I saw she was wearing pink pajamas and had bare feet. She was shivering and she looked so beautiful I thought my heart might stop.

We went out to the Kitchen to talk.

I grabbed a fleece for myself and a sweater I’d worn a few times for her.

We sat down at a two-top in the Pizza Shack.

I saw the brass fire pit Astrid had set up. It was shiny new and filled with a couple Duraflame logs. Somehow the sight of it made me sad. It looked so shiny and hopeful.

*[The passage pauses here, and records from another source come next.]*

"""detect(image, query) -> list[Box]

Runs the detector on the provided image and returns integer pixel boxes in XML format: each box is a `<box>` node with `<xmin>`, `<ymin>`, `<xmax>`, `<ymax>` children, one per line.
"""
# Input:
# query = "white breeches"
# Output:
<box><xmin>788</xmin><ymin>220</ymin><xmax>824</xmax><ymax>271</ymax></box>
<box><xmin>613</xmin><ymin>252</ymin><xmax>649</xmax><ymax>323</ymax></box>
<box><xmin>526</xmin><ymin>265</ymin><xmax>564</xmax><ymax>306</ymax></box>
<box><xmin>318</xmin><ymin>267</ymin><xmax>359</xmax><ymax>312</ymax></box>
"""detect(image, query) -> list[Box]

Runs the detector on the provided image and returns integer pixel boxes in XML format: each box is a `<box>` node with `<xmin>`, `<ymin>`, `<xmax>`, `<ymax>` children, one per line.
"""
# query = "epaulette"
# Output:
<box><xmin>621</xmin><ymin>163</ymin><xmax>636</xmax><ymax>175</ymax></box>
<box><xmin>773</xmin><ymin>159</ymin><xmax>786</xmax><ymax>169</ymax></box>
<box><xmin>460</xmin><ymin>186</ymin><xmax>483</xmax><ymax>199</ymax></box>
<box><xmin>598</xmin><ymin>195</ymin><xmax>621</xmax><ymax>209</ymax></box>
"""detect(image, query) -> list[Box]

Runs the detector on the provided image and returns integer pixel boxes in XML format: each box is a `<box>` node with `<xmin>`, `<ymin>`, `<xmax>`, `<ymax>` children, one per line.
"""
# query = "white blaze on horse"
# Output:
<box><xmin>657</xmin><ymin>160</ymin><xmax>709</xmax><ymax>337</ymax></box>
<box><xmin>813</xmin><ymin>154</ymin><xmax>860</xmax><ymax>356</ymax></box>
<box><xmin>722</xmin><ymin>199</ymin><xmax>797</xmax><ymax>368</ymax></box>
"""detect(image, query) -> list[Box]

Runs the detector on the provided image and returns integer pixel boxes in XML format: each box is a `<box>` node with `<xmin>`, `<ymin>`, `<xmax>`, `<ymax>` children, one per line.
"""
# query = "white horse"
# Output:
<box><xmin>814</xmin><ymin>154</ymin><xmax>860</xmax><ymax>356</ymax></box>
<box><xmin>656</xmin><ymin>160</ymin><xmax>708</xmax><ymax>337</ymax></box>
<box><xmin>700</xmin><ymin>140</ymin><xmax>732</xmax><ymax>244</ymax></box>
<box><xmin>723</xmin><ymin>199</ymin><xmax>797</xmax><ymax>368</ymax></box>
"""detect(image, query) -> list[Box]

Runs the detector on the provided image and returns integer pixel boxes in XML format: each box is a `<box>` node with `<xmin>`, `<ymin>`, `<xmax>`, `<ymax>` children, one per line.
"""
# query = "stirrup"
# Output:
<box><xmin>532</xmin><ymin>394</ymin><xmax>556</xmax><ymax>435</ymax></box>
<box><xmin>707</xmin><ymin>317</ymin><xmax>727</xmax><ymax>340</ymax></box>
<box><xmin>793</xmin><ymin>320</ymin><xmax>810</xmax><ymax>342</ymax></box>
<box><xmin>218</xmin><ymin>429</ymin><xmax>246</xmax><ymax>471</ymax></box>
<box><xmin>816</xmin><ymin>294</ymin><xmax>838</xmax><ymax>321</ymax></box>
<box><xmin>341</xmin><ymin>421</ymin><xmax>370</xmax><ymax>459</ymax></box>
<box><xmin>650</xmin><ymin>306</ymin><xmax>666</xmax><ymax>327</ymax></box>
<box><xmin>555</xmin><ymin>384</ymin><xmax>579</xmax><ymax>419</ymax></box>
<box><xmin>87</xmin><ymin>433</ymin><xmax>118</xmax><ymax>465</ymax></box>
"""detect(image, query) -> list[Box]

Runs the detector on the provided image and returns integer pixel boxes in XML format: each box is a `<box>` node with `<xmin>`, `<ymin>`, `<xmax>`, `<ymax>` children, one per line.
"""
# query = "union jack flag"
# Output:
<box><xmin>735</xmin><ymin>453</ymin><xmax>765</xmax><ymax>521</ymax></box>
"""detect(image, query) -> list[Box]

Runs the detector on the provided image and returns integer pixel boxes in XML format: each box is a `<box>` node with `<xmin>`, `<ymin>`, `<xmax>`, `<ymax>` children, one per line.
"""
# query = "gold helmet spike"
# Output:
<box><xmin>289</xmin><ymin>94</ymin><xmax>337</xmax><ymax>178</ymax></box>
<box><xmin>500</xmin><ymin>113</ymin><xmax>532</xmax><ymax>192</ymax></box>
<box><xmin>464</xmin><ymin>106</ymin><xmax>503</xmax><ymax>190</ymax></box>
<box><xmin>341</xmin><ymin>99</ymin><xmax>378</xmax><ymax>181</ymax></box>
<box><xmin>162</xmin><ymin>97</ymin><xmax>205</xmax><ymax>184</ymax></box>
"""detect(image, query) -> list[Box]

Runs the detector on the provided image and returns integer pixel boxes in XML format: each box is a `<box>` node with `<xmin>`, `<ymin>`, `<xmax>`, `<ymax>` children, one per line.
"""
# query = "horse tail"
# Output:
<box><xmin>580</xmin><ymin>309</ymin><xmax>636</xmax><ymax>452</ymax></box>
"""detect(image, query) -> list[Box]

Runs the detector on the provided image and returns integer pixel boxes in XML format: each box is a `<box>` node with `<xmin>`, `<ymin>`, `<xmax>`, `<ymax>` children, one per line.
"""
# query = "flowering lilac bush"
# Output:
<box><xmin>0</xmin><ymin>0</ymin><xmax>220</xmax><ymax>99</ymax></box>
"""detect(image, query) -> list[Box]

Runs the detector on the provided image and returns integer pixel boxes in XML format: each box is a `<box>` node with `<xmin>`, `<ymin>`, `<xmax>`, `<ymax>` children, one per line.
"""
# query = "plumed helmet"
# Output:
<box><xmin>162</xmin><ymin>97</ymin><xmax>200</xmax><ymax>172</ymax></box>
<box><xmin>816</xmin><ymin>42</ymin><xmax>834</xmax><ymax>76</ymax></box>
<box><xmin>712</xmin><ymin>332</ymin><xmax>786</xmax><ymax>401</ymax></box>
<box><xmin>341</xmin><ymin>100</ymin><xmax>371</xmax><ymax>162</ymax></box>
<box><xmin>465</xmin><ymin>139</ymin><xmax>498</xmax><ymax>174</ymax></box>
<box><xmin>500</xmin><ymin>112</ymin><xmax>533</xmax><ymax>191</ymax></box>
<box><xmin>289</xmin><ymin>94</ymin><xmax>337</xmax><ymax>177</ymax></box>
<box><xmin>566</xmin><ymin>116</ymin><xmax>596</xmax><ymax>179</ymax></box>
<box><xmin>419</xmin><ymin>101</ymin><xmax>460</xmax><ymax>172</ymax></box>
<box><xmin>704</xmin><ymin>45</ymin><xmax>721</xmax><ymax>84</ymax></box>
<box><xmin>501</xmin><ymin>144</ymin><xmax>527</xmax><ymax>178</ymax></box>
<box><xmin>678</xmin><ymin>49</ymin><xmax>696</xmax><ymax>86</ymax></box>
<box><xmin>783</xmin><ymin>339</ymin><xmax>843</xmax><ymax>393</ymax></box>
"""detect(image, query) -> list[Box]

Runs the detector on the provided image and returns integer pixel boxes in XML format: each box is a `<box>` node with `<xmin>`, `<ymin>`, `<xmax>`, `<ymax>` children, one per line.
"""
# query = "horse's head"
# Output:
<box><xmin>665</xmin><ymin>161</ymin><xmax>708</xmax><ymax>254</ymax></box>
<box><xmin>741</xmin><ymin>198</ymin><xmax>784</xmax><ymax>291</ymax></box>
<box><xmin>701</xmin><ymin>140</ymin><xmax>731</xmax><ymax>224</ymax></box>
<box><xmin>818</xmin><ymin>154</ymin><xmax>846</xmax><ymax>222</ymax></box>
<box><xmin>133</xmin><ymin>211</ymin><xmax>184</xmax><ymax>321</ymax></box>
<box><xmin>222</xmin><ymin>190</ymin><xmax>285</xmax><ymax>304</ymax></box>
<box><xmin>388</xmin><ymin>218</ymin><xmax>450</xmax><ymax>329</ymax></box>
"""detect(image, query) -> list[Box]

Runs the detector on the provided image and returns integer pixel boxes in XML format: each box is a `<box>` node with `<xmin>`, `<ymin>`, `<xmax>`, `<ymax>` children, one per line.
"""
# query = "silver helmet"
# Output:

“Astrid, I feel so bad about what happened,” I blurted out. “It was wrong and if I had been stronger it never would have happened.”

“No,” she said with a wry set to her mouth. “I knew you’d be feeling all guilty. Look, we didn’t mean to do what we did but it’s not bad or wrong. It’s not even our fault. Jake and I had an open kind of thing—no commitment. We are free to do whatever we want.”